The “invasion of privacy” statute under which Greitens has been charged applies to cases where a defendant “knowingly photographs or films another person, without the person’s knowledge and consent, while the person being photographed or filmed is in a state of full or partial nudity and is in a place where one would have a reasonable expectation of privacy, and the person subsequently distributes the photograph or film to another or transmits the image contained in the photograph or film in a manner that allows access to that image via a computer.”

It is a class D felony, carrying a prison sentence of up to seven years.

Beyond the criminal issues at stake, the matter is set to derail Greitens’s administration barely a year in.

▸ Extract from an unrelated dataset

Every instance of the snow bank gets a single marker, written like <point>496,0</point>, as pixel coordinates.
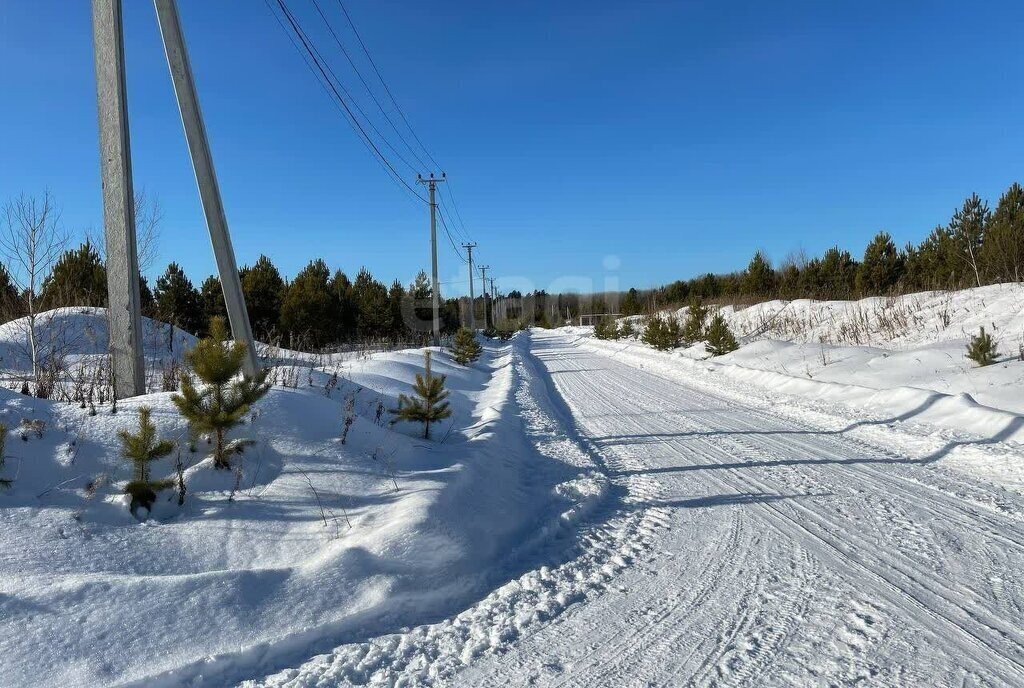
<point>323,543</point>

Greitens was fairly popular before the scandal — 20 percent more Missourians approved than disapproved of him in polling last October — but the indictment follows more than a few major clashes during his first year in office. Greitens pushed through a law making Missouri a right-to-work state; while today the state has relatively few union members, historically its brewing industry has been heavily unionized. Opponents have successfully forced a referendum on the issue onto the 2018 ballot, suspending the law’s enforcement in the process.

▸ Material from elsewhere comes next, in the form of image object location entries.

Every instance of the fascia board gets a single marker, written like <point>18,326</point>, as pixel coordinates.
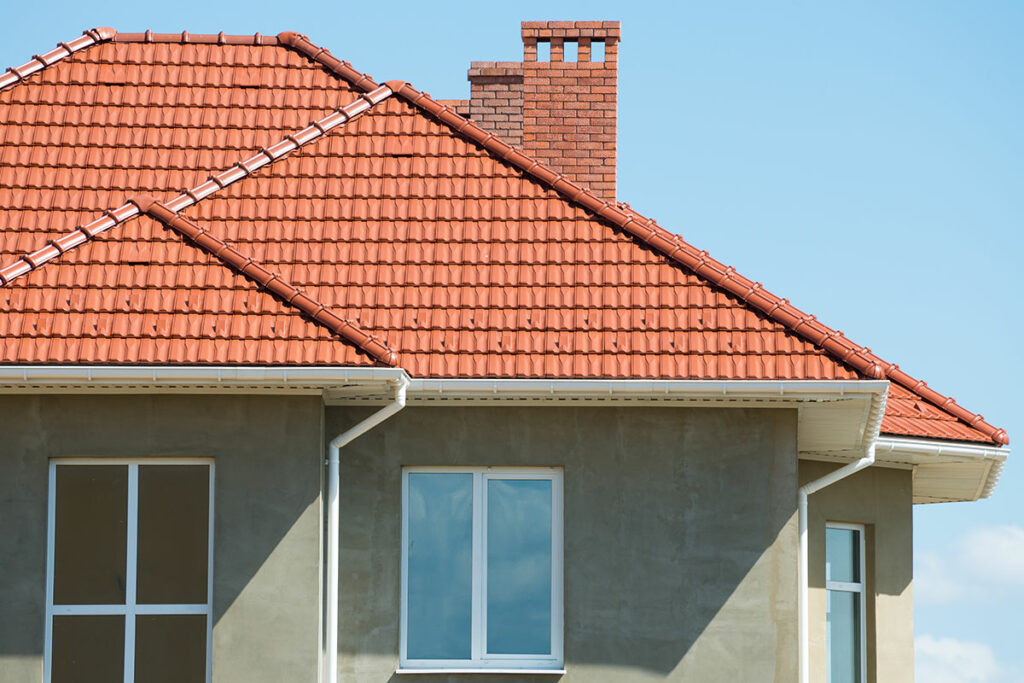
<point>785,391</point>
<point>921,452</point>
<point>80,379</point>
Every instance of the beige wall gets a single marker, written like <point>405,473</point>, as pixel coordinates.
<point>880,499</point>
<point>680,535</point>
<point>680,545</point>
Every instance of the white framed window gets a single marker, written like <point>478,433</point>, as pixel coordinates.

More damaging were revelations that his gubernatorial campaign relied heavily on massive amounts of dark money from wealthy donors. Missouri has historically had among the laxest campaign finance laws of any state; this upcoming election will be the first one in which state candidates face any contribution limits at all. Before, anyone — individuals, corporations, unions, PACs — could give an unlimited amount to campaigns. That changed with a 2016 ballot measure that finally enacted limits, which passed 70 percent to 30 but which Greitens opposed.

But even by the state’s lax standards, Greitens stood out. During the governor’s race, he received $1.975 million in one day, and no one knows where it came from. It went from a Super PAC called SEALS for Truth to Greitens’s campaign, and to SEALS for Truth from a nonprofit called American Policy Coalition. This is an easy way to use Super PACs and nonprofits to evade donor disclosure, but it’s rarely done as brazenly as in Greitens’s case.

There’s more, as the St. Louis Post-Dispatch’s Kevin McDermott recaps in this helpful piece. Greitens was fined for not disclosing how his campaign got the donor list from his nonprofit, the Mission Continues; the Associated Press found that the campaign raised nearly $2 million from the Mission Continues donors, despite Greitens’s denials that he used the group’s list to fundraise.

He has also refused to release his individual tax returns; the amounts that companies, wealth individuals, and lobbyists donated to his inauguration parties; and the funders of A New Missouri, a nonprofit he founded as governor to promote his agenda.

The inauguration issue took on new prominence after his administration offered a no-bid contract to one of the inauguration donors. It’s hard to evaluate if there was a quid pro quo involved, because no one knows how much the firm actually gave Greitens; he refuses to disclose the numbers. Members of the Missouri legislature introduced bills attempting to demand disclosure from secretive nonprofits like A New Missouri after it aired an attack ad against State Sen. Rob Schaaf, a Republican critic of Greitens, and displayed Schaaf’s personal cellphone number for viewers to call.

Greitens has defended his conduct by comparing dark money to the secret ballot: “The people who believe in voter intimidation believe that the minute you make a political donation, that you immediately need to turn all your information over to the government. … When people go in and they vote, nobody calls that dark voting.”

All that wasn’t enough to send Greitens’s approval rating underwater. But an indictment for sexual blackmail and assault should be.